Associate Director: Jason Dorsette
Diversity Development is responsible for the greater alignment in curriculum development, orientation programming, community building and academic engagement and success strategies of the seven Cultural Resource Centers (four of which will be new to campus) that house the following community affinities: Asian Pacific Cultural Center, Centro Cultural Cesar Chavez, Ettihad Cultural Center, Lonnie B. Harris black Cultural Center, Native American Longhouse Eena Haws, Pride Center, and Women’s Center.
Assistant Director: Reagan Le
Asian Pacific Cultural Center exists to provide academic, cultural, recreational, and social programs/activities related, but not limited to the Asian/Pacific Island cultures and heritages. Their primary function is to educate students and members of the community about the various cultures and to provide leadership development through these events and activities.
Assistant Director: Luhui Whitebear
The Longhouse provides the opportunity to build a bridge of understanding between the regions' Tribes, Indigenous peoples of all lands, and visitors of all cultures. The Longhouse is a resource for non-Natives interested in the dynamics of cultural exchange and alternative learning styles. For learners from a Native background, the Longhouse provides a hospitable environment and a source of support honoring the cultures of the first people of this land, including Alaskan Natives & Hawaiian Natives.
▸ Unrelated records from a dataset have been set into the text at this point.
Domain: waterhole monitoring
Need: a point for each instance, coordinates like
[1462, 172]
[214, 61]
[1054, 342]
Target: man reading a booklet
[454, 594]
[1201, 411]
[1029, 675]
Assistant Director: Melisa Lopez
The purpose of this Center is to provide a location and facility for programming various, academic, cultural, recreational and social events related to the Chicano/Latino/Hispanic culture and heritage. It exists to support the different ethnic and cultural peoples' pursuit of their educational goals and the retention of their culture. Further, it strives to inform both the respective cultural groups and the greater university communities about issues central to the Chicano/Latino/Hispanic culture and heritage. The Center seeks to provide an environment in which students are able to accept and appreciate their differences and also a place that encourages a sense of purpose and unity.
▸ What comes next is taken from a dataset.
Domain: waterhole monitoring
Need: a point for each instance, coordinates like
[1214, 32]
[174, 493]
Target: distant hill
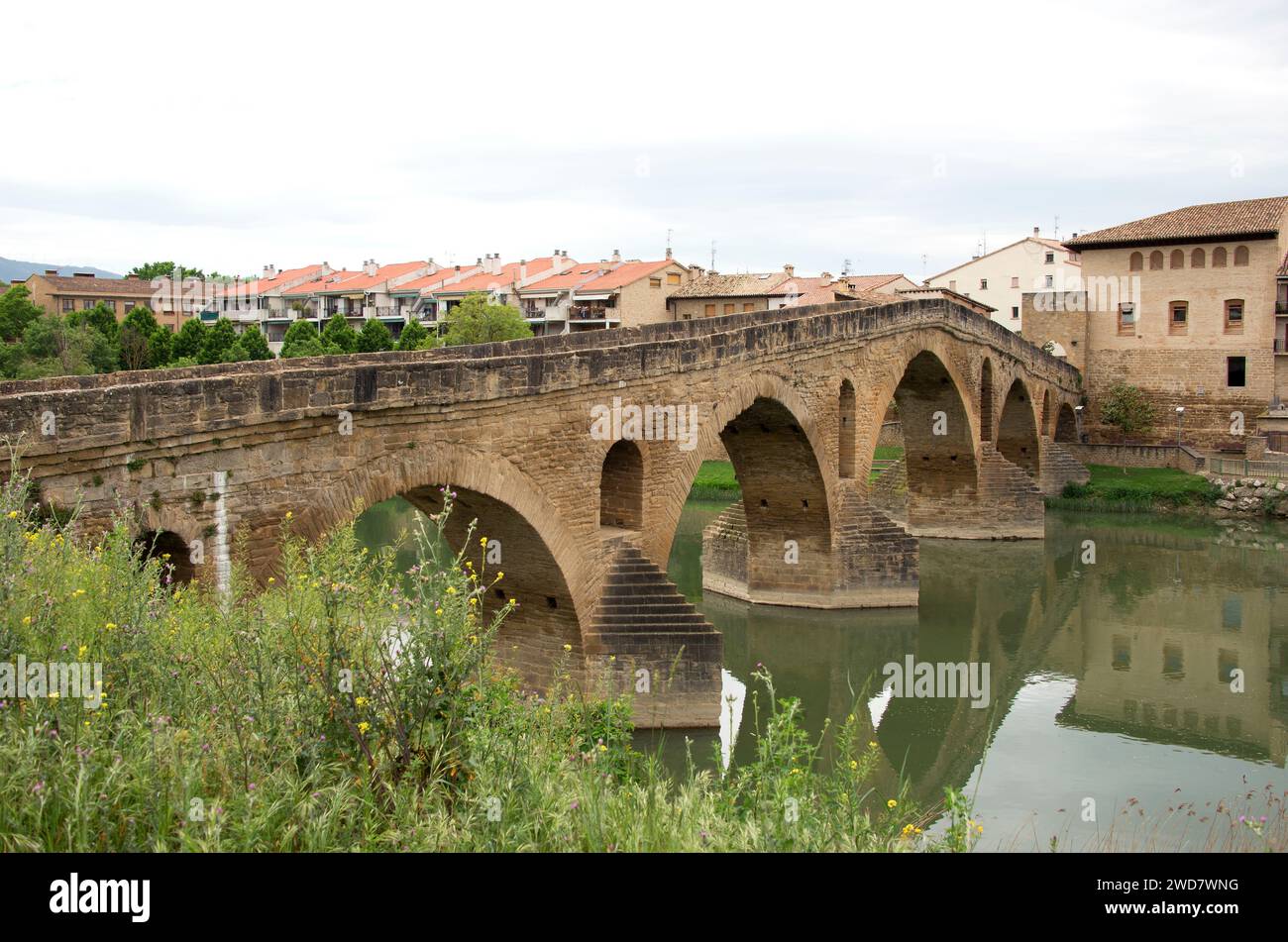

Interim Assistant Director: Dominique Austin
The purpose of this center is to compliment the academic program of studies and enrich the quality of campus life for African and African-American students at Oregon State University. Integral to this is the retention of African, African-American, and all students of color through support services that empower and enable students to matriculate successfully. In addition, the Center serves as a safe place with leadership development opportunities where cultural diversity is valued and the uniqueness of the individual is respected--in particular the center promotes events and activities that educate all students, faculty, and the greater Corvallis community on the histories and issues affecting all peoples of African heritage.
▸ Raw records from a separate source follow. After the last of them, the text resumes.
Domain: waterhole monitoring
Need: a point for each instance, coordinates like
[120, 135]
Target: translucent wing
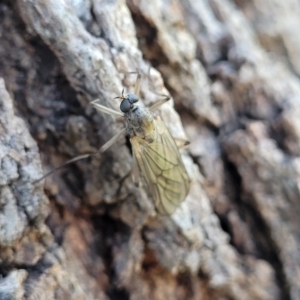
[162, 167]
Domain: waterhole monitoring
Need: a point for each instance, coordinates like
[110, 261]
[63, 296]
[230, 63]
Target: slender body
[156, 154]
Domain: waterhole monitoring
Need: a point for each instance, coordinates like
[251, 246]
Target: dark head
[128, 102]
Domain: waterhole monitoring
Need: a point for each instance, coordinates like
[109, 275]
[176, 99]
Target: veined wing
[162, 167]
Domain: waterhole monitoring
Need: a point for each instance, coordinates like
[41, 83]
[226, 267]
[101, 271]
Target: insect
[155, 153]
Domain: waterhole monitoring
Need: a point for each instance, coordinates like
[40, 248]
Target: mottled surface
[93, 234]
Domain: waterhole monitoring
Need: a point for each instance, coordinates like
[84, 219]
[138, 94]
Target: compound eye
[125, 105]
[132, 98]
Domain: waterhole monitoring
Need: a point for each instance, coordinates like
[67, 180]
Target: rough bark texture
[87, 232]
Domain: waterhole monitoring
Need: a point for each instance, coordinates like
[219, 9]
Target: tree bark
[87, 232]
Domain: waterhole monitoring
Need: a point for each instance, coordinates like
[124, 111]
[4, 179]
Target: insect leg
[106, 109]
[135, 172]
[83, 156]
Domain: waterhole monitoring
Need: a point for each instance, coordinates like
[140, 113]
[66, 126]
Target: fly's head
[128, 102]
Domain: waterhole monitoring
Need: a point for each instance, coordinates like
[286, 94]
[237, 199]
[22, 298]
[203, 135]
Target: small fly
[155, 153]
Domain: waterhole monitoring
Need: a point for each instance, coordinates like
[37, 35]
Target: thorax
[140, 122]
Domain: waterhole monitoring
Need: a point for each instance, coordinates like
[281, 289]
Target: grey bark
[87, 232]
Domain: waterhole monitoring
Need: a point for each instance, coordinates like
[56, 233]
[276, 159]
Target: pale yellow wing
[162, 167]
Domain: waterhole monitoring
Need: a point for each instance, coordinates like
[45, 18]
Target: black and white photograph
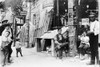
[49, 33]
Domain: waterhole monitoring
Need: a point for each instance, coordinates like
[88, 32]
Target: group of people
[6, 41]
[89, 40]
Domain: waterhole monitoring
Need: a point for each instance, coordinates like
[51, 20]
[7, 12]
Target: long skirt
[3, 55]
Graduate Teaching Assistant: Kali Furman
(and Jeff Kenney; full faculty position will be sought in Fall 2015)
The Pride Center provides programs and support services for lesbian, gay, bisexual, transgender, queer, questioning, intersex, and asexual members of the OSU community and their allies (LGBTQQIAA). The Pride Center affirms the identities and empowers the lives of people who are LGBTQQIAA by providing education, outreach, program support, consultation, community development, visibility and advocacy.
Assistant Director: Whitney Jones
The Oregon State University Women's Center, established in 1973, offers learning experiences that help women transform themselves and society. Its educational programs reflect the diverse views of women from all walks of life. The center provides advocacy, support, programs, resources and opportunities to translate concerns into action.
A cross-cultural resource for all OSU students aiming to represent the unique cultures of central and southwestern Asia as well as northern Africa.